# BloodRayne (2005)



## crusher310 (Dec 15, 2005)

I heard around universal that Bloodrayne is coming out next month.  Is anyone a Bloodrayne fan?  Is anyone looking forward to it?  My friends say that the previews look awesome.


----------



## Foxbat (Dec 15, 2005)

Welcome to Chronicles Network crusher310. I don't know anything about Bloodrayne but have moved your post to a more relevant section where other folk might see it and know a bit more about it.
Enjoy your stay


----------



## ravenus (Dec 15, 2005)

AFAIK Bloodrayne is made by Uwe Boll, who has generally been pilloried for what game fans consider his excreable adaptations of their fav games and what general audiences consider just plain awful movies


----------



## Thunderchild (Dec 15, 2005)

ravenus said:
			
		

> AFAIK Bloodrayne is made by Uwe Boll, who has generally been pilloried for what game fans consider his excreable adaptations of their fav games and what general audiences consider just plain awful movies


As an avid gamer I'll give this advice to anyone interested in seeing one of his game based movies.

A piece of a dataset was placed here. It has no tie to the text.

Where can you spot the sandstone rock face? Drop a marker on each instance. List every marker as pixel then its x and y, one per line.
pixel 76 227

Uwe Boll is the devil - any atempt to see one of his game based moivies should be treated with extremly low expectations ( and even then you will probally be dissapointed)


----------



## crusher310 (Dec 16, 2005)

Foxbat said:
			
		

> Welcome to Chronicles Network crusher310. I don't know anything about Bloodrayne but have moved your post to a more relevant section where other folk might see it and know a bit more about it.
> Enjoy your stay



Thank you, foxbat.


----------



## crusher310 (Jun 23, 2006)

*...bloodrayne*

anyone play the game bloodrayne? i just got a copy of it for pc through working at umgd. the movie was decent if you like constant blood and gore. let me know what you guys think,


----------